East Barnet (EN4) is at the far north-west corner of the service area, 22 minutes on a clear run, 32 to 40 minutes door-to-door once realistic traffic is factored in. Cockfosters Road and Oakleigh Road North feed the residential streets, and East Barnet Road runs through the village centre. For a real-time estimate, call first. Most EN4 work is planned rather than emergency, so daytime bookings at the standard rate are the sensible option, mid-morning weekday slots almost always run smoothly.
The housing through EN4 is dominated by 1930s semi-detached estates, the standard interwar suburban pattern of bay-window fronts and side returns running through long uninterrupted streets.

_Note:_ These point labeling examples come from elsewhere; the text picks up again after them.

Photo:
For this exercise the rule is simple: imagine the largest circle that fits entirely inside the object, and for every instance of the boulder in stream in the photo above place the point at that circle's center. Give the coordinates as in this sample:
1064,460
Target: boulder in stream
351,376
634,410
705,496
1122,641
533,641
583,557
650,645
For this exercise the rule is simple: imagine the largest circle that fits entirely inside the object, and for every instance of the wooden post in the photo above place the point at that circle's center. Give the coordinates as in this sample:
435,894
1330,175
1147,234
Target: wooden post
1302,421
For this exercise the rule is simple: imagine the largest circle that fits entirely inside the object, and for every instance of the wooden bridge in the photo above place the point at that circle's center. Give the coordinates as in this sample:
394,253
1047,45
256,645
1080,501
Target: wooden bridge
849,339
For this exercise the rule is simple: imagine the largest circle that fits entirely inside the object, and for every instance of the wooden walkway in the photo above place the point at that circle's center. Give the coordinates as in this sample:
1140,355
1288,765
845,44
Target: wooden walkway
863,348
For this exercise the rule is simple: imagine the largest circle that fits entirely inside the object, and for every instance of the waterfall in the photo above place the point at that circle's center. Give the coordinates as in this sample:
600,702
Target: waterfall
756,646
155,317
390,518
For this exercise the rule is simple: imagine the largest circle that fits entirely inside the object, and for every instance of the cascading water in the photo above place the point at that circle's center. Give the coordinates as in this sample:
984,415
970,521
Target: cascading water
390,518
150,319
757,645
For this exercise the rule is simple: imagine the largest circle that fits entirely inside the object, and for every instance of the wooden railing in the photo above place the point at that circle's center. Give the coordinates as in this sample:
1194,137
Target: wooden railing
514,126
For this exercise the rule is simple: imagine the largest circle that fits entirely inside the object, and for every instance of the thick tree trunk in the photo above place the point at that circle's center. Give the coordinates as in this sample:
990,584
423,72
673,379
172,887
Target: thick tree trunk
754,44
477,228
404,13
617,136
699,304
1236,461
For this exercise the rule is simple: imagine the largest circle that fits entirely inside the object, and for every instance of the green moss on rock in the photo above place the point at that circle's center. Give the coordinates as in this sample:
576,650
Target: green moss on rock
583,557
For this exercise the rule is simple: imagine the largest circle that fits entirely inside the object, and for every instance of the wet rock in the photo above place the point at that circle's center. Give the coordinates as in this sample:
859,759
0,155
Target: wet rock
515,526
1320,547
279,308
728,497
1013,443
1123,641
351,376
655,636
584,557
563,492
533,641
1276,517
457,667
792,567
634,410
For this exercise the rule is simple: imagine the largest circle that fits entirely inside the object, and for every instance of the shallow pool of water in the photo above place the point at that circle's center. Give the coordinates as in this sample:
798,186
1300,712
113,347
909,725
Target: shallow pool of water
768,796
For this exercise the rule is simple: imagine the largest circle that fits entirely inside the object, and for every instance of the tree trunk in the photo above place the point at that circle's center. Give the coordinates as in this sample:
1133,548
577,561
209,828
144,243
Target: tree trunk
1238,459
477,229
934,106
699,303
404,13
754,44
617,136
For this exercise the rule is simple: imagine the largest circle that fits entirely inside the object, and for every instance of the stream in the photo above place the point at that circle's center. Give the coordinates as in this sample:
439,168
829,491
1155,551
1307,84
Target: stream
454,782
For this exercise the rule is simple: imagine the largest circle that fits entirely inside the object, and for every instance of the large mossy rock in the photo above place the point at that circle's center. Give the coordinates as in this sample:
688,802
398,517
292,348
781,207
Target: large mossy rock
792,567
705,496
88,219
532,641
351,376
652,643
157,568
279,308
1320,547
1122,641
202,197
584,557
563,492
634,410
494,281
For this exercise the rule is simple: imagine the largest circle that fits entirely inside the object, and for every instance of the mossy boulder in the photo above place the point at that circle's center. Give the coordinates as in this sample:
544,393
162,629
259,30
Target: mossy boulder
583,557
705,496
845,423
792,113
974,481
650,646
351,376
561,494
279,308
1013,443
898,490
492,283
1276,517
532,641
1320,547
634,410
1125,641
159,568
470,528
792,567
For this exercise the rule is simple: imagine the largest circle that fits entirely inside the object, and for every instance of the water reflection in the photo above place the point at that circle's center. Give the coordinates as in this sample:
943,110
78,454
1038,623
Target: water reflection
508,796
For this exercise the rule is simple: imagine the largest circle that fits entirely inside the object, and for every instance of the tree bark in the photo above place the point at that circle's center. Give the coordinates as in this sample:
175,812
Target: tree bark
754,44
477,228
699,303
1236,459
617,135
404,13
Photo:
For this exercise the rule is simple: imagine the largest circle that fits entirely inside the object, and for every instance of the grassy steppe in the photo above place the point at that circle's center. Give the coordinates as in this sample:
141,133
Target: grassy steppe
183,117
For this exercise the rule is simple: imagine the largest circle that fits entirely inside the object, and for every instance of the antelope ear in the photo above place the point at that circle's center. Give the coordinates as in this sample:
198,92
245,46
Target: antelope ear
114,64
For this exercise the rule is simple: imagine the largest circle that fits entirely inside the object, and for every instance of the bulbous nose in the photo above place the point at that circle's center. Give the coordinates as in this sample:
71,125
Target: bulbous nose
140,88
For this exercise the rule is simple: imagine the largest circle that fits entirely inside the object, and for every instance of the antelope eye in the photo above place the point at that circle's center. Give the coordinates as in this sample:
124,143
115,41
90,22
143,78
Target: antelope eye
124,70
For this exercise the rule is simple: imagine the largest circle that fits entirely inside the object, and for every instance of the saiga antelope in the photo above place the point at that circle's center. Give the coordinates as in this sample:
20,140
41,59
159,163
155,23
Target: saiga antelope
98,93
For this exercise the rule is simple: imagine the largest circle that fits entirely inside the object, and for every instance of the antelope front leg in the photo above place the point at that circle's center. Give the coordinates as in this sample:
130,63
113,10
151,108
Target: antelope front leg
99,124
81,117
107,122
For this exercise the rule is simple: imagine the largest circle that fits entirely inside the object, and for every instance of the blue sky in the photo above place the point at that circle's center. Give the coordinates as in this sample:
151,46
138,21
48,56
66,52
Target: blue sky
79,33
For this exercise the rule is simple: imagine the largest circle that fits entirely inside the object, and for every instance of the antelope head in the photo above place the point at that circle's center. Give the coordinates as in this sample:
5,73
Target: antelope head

Around the village centre at East Barnet itself there are older village terraces, and newer closes appear off Cat Hill where postwar infill filled in gaps in the older grid. The lock culture follows the period, original mortice locks behind solid wooden front doors on much of the older stock, with UPVC and composite replacements creeping in from the late 1990s onward.
The work splits along clear lines. On the 1930s semis I do steady mortice servicing, the original five-lever case is usually heavier and better made than modern equivalents, so a clean and lubricate buys you another decade rather than ripping out for a replacement. On the UPVC doors fitted during the 1990s wave I see classic multipoint gearbox failures, handle lifts but the hooks no longer engage, eventually the door won’t lock at all. On composite replacements I do plenty of 3 star anti-snap cylinder upgrades, often paired with rim cylinder upgrades on the back door for keyed-alike convenience. Planned EN4 jobs tend to be tidy and predictable, which is exactly what you want when scheduling rather than scrambling.